Example of a conversion

Part 1 - Decimal to float conversion. Convert the following to a binary storage. Use the IEEE 754 floating point ordering (sign, biased exponent, mantissa).

The number of bits for exponent and significand are provided. Show your work.

  1. Convert integer portion to binary.
  2. Convert decimal portion to binary. Remember you only need n+1 significant bits. If the integer portion generates a 5 bit value and the significand is 10 bits of storage, the decimal math should be carried out to 6 digits.
  3. Convert to scientific notation 1.xxxxxxx X 2^y
    Remember to carry calculations at least 1 digit past the size of the significand and then truncate rather than round. We are truncating because the software used to check answers truncates.
  4. Calculate bias offset based on size of exponent.
    Bias offset = 2^(number of bits -1) - 1
  5. Add the exponent from step c to bias offset and convert to binary. Remember that all 0's and all 1's are reserved flags
  6. Assemble parts of number. Give in both binary and hexadecimal.
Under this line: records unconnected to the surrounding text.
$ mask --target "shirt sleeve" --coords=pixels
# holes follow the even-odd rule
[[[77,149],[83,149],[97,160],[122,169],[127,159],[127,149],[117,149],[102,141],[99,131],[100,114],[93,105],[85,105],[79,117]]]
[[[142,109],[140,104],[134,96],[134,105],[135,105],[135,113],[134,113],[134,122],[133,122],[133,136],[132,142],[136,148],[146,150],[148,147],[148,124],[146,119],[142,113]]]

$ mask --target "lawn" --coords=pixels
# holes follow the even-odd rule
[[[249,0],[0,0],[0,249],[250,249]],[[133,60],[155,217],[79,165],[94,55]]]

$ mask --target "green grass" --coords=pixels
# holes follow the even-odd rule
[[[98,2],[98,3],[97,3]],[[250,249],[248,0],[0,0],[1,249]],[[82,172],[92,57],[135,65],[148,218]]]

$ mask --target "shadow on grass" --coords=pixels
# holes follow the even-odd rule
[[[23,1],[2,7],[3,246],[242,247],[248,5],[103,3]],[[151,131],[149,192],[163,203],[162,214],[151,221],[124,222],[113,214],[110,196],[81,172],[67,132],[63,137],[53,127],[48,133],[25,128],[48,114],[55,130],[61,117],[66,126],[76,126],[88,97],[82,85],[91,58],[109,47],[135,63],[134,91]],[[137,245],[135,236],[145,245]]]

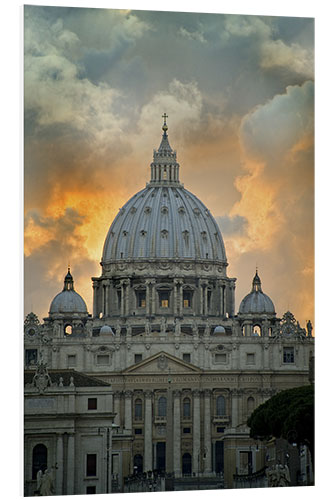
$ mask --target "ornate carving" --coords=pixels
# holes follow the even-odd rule
[[[36,387],[40,393],[44,392],[47,387],[53,386],[51,377],[48,374],[46,363],[40,360],[36,366],[36,372],[32,379],[32,385]]]
[[[168,368],[168,359],[164,354],[159,356],[157,366],[160,370],[166,370]]]

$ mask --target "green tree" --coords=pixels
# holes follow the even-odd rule
[[[282,437],[309,447],[314,465],[314,386],[281,391],[258,406],[247,425],[254,439]]]

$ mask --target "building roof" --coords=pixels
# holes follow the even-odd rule
[[[36,371],[24,371],[24,385],[32,384]],[[75,370],[48,370],[48,375],[51,378],[52,384],[59,384],[60,378],[63,379],[63,385],[69,386],[71,377],[73,377],[73,384],[75,387],[111,387],[107,382],[103,382],[95,377],[85,375]]]

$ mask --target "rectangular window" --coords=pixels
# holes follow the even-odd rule
[[[69,354],[67,356],[68,368],[74,368],[76,366],[76,354]]]
[[[183,292],[183,307],[192,307],[192,293],[184,291]]]
[[[227,354],[225,352],[215,354],[215,363],[226,363],[226,362],[227,362]]]
[[[87,476],[97,476],[97,455],[96,453],[87,454]]]
[[[212,302],[212,291],[208,290],[207,291],[207,309],[208,310],[210,309],[211,302]]]
[[[159,298],[160,298],[160,307],[169,307],[169,292],[160,292],[159,293]]]
[[[255,364],[254,352],[247,353],[247,355],[246,355],[246,364],[247,365],[254,365]]]
[[[142,354],[134,354],[134,363],[140,363],[142,361]]]
[[[109,354],[98,354],[97,355],[97,364],[98,365],[109,365],[110,364]]]
[[[183,427],[183,434],[191,434],[191,427]]]
[[[186,363],[191,363],[191,354],[189,352],[183,353],[183,361]]]
[[[283,362],[284,363],[295,363],[295,353],[293,347],[283,348]]]
[[[37,349],[25,350],[25,364],[26,366],[35,365],[37,363]]]
[[[222,433],[224,432],[225,427],[216,427],[216,432]]]
[[[134,434],[142,434],[142,429],[134,429]]]
[[[137,307],[146,307],[146,292],[137,292]]]
[[[96,486],[87,486],[87,495],[95,495]]]
[[[88,410],[97,410],[97,398],[88,398]]]

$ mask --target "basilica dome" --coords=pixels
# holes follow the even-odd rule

  7. Convert the number back from its binary IEEE style format. Show work.

Each column in the following table states a value to convert to floating point representation and the particular size of the various parts of that floating point number.

Row 1 of the table below contains the size of the sign flag field.
Row 2 of the table below contains the size of the exponent.
Row 3 contains the size of the significand.
Row 4 contains the number being converted to floating point representation.

Sign 1 1 1 1 1
Exponent 5 9 3 10 11
Significand 10 4 6 12 10
Number -4095 0.775625 1/3 (.333...) -299.87 Your Z-Id with decimal between
the 3rd and 4th digits most
significant digits. ###.####

Part 2 - Minimum/Maximum Floating Representation. These may be expressed as powers of 2, e.g., 2^23 - 2^17

Converion examples

Given a floating point number representation with a 6 bit exponent and a 7 bit significand :

a. Give the maximum positive value that can be stored. Show binary representation of the float and all work converting back to a real value.

b. Give the minimum positive normalized value that can be stored. Show binary representation of the float and all work converting back to a real value.

c. Give the minimum positive denormalized value that can be stored. Show binary representation of the float and all work converting back to a real value.

Given a floating point number representation with an 8 bit exponent and a 9 bit significand :

a. Give the maximum positive value that can be stored. Show binary representation of the float and all work converting back to a real value.

b. Give the minimum positive normalized value that can be stored. Show binary representation of the float and all work converting back to a real value.

c. Give the minimum positive denormalized value that can be stored. Show binary representation of the float and all work converting back to a real value.